In other developments:

— Five survivors of a Marine helicopter crash arrived Tuesday in Germany at a U.S. military hospital and were in stable condition, said Landstuhl Regional Medical Center near Ramstein Air Base. The helicopter was on a resupply mission for U.S. forces when it crashed Sunday south of Kabul, killing two Marines.

— Afghan leader Hamid Karzai visited China and won pledges of more aid, but the amount was not specified.

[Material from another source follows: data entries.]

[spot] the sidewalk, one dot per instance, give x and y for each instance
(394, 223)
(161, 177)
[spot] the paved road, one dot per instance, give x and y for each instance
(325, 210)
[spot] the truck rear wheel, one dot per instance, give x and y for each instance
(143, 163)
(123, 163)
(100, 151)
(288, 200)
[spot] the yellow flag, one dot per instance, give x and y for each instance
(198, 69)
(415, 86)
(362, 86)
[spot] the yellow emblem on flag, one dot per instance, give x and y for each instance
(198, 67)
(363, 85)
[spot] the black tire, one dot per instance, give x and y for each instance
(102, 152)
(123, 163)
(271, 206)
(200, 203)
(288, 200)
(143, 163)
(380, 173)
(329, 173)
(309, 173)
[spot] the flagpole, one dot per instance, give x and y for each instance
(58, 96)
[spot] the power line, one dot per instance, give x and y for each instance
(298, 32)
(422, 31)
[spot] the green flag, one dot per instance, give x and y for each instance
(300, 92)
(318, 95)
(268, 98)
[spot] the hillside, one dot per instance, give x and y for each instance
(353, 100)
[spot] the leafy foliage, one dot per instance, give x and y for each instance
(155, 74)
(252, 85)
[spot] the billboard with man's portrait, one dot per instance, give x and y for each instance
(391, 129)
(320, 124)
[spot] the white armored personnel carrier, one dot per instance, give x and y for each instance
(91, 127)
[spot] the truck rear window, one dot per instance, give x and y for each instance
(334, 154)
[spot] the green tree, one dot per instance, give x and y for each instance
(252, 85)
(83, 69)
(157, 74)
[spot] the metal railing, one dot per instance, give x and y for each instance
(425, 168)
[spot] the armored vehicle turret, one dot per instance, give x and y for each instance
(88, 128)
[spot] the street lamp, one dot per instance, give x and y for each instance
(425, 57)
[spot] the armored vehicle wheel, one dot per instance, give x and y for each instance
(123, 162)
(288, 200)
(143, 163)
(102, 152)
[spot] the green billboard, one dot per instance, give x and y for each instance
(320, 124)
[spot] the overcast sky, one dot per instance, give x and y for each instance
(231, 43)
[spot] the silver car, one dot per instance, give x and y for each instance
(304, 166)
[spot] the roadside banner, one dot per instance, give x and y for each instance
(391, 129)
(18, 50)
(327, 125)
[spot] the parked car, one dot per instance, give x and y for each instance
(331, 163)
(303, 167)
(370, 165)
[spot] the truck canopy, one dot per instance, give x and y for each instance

An agreement was signed covering $4.6 million in aid that China had already pledged, including $1 million that China offered at an international donors conference in Tokyo.

— The American Civil Liberties Union has sued two New Jersey counties, accusing them of violating state law by not releasing names and other information of detainees held in county jails since the Sept. 11 attacks. The group estimated that 400 to 700 people are being held as part of the government's terrorism probe.

— In Yemen, the government has closed down an Islamic institute where foreigners had been rounded up in recent weeks on residency violations, Education Minister Fadel Abu Ghanem said. It is located in a tribal region where Yemeni forces had been searching for al-Qaida suspects.